Com um engenhoso trabalho de foco narrativo em seu primeiro romance, Edney Silvestre consegue criar uma trama em que suspense, aventura e emoção andam juntos sem qualquer tipo de prejuízo para a trama apresentada. Dois amigos são acusados de assassinar uma mulher em uma pequena cidade do interior. A partir dessa acusação e da recusa das autoridades da cidade em buscar o verdadeiro assassino tem-se a aventura traçada. Quem seria o assassino da mulher do dentista?
Apesar do foco policial, o que predomina é a abordagem psicológica mostrando os dilemas dos dois personagens (Pedro e Eduardo) diante de valores sociais dos quais não estão preparados para entender. O final do livro surpreende pelos caminhos direcionados pelos respectivos amigos. Dessa maneira, o que menos importa é saber que foi o assassino da mulher do dentista. Estréia com Excelência.****
Brasileiros - Como surgiu a ideia de escrever Se Eu Fechar os Olhos Agora?
Edney Silvestre - Eu deveria ter uns 9, 10 anos quando ouvi pela primeira vez a história. Era uma "conversa de adultos", em que se comentava um crime ligando mãe, filha e o amante das duas. Não me recordo quando a trama me voltou à memória, mas sei que ficou na minha cabeça por mais de uma década, sem que eu soubesse como narrá-la. Fiz várias tentativas frustradas, até que, num quarto de hotel, ouvi a voz de Paulo me contando o que se recordava. "Se eu fechar os olhos agora", dizia, "ainda posso sentir o sangue dela grudado nos meus dedos. E era assim, grudava nos meus dedos como grudava nos cabelos louros dela...". Daí em diante, o romance foi se estruturando até chegar ao prelo.
Seis anos depois.
Brasileiros - Você se baseou em alguém para compor a personagem? Em algum fato real?
E.S. - Anita, a personagem principal, já surgiu morta na minha imaginação. Desde o lançamento do livro, já soube de alguns leitores e jornalistas que veem semelhanças com fatos reais, acontecidos no interior do Estado do Rio de Janeiro, assim como mulheres assassinadas em outras obras de ficção. Quem conta a história é um dos meninos, quarenta anos depois.
Brasileiros - Por que escolheu um dos meninos para ser o narrador da história?
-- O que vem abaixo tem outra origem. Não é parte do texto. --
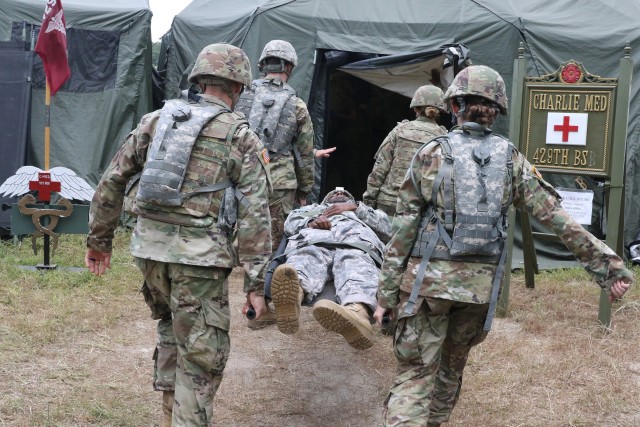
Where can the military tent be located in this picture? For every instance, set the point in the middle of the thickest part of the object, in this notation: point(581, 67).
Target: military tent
point(109, 46)
point(593, 32)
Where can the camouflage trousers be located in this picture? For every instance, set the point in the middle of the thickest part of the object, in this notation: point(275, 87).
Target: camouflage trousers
point(389, 209)
point(192, 305)
point(354, 273)
point(432, 348)
point(280, 204)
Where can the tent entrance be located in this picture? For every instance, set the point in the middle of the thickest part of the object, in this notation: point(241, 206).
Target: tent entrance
point(360, 115)
point(360, 97)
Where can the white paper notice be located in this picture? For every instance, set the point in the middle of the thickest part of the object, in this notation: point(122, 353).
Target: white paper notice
point(578, 203)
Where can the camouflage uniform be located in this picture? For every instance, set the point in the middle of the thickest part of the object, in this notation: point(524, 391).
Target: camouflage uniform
point(392, 161)
point(432, 343)
point(185, 267)
point(291, 179)
point(317, 261)
point(395, 152)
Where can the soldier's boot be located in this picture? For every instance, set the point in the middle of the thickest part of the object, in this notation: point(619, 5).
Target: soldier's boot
point(287, 296)
point(167, 407)
point(350, 321)
point(269, 318)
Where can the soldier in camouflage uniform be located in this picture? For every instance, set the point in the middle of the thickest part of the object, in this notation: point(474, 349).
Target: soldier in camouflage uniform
point(338, 240)
point(397, 149)
point(282, 122)
point(444, 296)
point(185, 250)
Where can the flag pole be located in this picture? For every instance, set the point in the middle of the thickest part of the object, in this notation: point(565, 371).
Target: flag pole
point(47, 129)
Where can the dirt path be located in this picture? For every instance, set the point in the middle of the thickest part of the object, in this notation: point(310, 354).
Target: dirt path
point(312, 378)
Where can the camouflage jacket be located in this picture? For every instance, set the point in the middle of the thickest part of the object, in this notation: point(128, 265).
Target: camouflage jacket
point(393, 158)
point(365, 225)
point(471, 282)
point(286, 173)
point(203, 246)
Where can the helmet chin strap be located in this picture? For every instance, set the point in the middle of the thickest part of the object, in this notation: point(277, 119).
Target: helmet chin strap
point(275, 68)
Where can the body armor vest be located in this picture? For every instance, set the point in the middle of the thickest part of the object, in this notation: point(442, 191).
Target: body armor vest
point(186, 164)
point(270, 109)
point(410, 136)
point(475, 176)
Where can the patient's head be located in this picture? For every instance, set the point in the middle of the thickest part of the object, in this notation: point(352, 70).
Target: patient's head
point(339, 195)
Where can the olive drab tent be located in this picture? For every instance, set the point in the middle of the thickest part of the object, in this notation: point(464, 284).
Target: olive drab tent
point(328, 35)
point(109, 49)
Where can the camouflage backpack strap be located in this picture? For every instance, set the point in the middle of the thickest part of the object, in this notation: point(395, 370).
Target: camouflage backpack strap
point(272, 115)
point(426, 242)
point(176, 133)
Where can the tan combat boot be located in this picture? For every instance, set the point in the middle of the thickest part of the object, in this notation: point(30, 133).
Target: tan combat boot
point(287, 296)
point(167, 407)
point(350, 321)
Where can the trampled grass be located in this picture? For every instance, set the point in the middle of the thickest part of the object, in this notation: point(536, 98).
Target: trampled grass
point(75, 350)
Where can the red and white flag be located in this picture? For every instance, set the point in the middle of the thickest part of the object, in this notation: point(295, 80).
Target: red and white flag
point(567, 128)
point(52, 45)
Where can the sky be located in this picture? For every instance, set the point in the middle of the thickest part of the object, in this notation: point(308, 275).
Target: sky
point(163, 13)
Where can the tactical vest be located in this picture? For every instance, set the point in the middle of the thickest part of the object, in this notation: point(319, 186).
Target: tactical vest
point(270, 109)
point(186, 164)
point(475, 176)
point(410, 136)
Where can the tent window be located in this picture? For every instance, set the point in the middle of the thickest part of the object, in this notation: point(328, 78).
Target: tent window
point(93, 57)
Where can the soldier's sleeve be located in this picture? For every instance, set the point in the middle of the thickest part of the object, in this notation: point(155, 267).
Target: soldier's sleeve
point(384, 158)
point(376, 219)
point(248, 170)
point(543, 202)
point(106, 204)
point(404, 230)
point(304, 144)
point(299, 218)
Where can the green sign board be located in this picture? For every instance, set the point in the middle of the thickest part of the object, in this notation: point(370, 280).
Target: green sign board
point(567, 124)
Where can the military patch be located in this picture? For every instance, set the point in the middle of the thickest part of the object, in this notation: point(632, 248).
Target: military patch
point(265, 156)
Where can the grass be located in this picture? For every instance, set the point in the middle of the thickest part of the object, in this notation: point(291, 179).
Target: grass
point(76, 351)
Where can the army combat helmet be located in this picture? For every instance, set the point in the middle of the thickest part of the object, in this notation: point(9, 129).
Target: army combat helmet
point(334, 192)
point(479, 80)
point(221, 61)
point(428, 96)
point(281, 50)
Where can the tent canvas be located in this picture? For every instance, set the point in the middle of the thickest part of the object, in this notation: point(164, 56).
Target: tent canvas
point(593, 32)
point(109, 90)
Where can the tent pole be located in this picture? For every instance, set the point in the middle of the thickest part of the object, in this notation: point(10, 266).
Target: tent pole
point(47, 130)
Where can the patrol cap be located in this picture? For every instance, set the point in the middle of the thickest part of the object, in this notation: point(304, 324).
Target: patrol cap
point(428, 95)
point(280, 49)
point(479, 80)
point(224, 61)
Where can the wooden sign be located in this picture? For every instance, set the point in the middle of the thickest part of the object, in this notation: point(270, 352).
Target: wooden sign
point(567, 125)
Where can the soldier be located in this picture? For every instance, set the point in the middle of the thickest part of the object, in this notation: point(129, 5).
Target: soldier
point(397, 149)
point(338, 240)
point(445, 262)
point(189, 152)
point(282, 121)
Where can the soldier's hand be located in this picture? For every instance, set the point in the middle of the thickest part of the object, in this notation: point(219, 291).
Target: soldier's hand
point(325, 152)
point(338, 208)
point(618, 289)
point(321, 223)
point(257, 302)
point(380, 313)
point(97, 262)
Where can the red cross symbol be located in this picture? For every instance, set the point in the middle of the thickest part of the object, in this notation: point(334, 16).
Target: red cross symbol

E.S. - Porque era preciso mostrar aquele olhar inocente e esperançoso que, quando garotos, temos diante do mundo. A passagem deles ao mundo adulto, cheio de dores e decepções, é como a que muitos de nós fizemos, e outros milhões de jovens estão fazendo e, também, farão. Só por meio da dor do conhecimento se chega à idade adulta.
Brasileiros - A trama de Se eu Fechar os Olhos Agora remete ao gênero policial, mas o livro também é um romance de formação. Como você mesclou gêneros tão díspares?
E.S. - Minha intenção era criar "memórias inventadas", usando minhas próprias experiências na travessia do mundo infantil para o adulto. Queria, igualmente, mostrar um Brasil raramente referido na ficção recente, o Brasil de nossa formação histórica, do fim da escravidão e Proclamação da República ao início da industrialização e seus efeitos sobre as vidas de gente comum. Anita, a mulher assassinada, não pode ser entendida sem se compreender o que se passou - e se passa - em nosso País.
Brasileiros - Comentar a política e a sociedade de outra época é uma saída para fazer críticas indiretas aos tempos atuais?
E.S. - Para poder entender o atual momento político e social brasileiro, para compreendermos os atos corruptos de muitos políticos, as falcatruas, a violência que vitima mulheres e crianças, para penetrarmos no que é o absurdo sentido de privilégio de nossas elites precisamos compreender como nossa sociedade se formou. O romance é um dos caminhos para isso.
Brasileiros - Como você vê o momento atual da literatura brasileira?
E.S. - Temos neste momento, no mínimo, uma dezena de autores excepcionais em língua portuguesa. O número de livrarias cresce. Há cada vez mais livros de ficção e não ficção de escritores nacionais publicados anualmente. Os adolescentes leem mais do que jamais leram. Aqui e no restante do mundo. Estamos no bom caminho.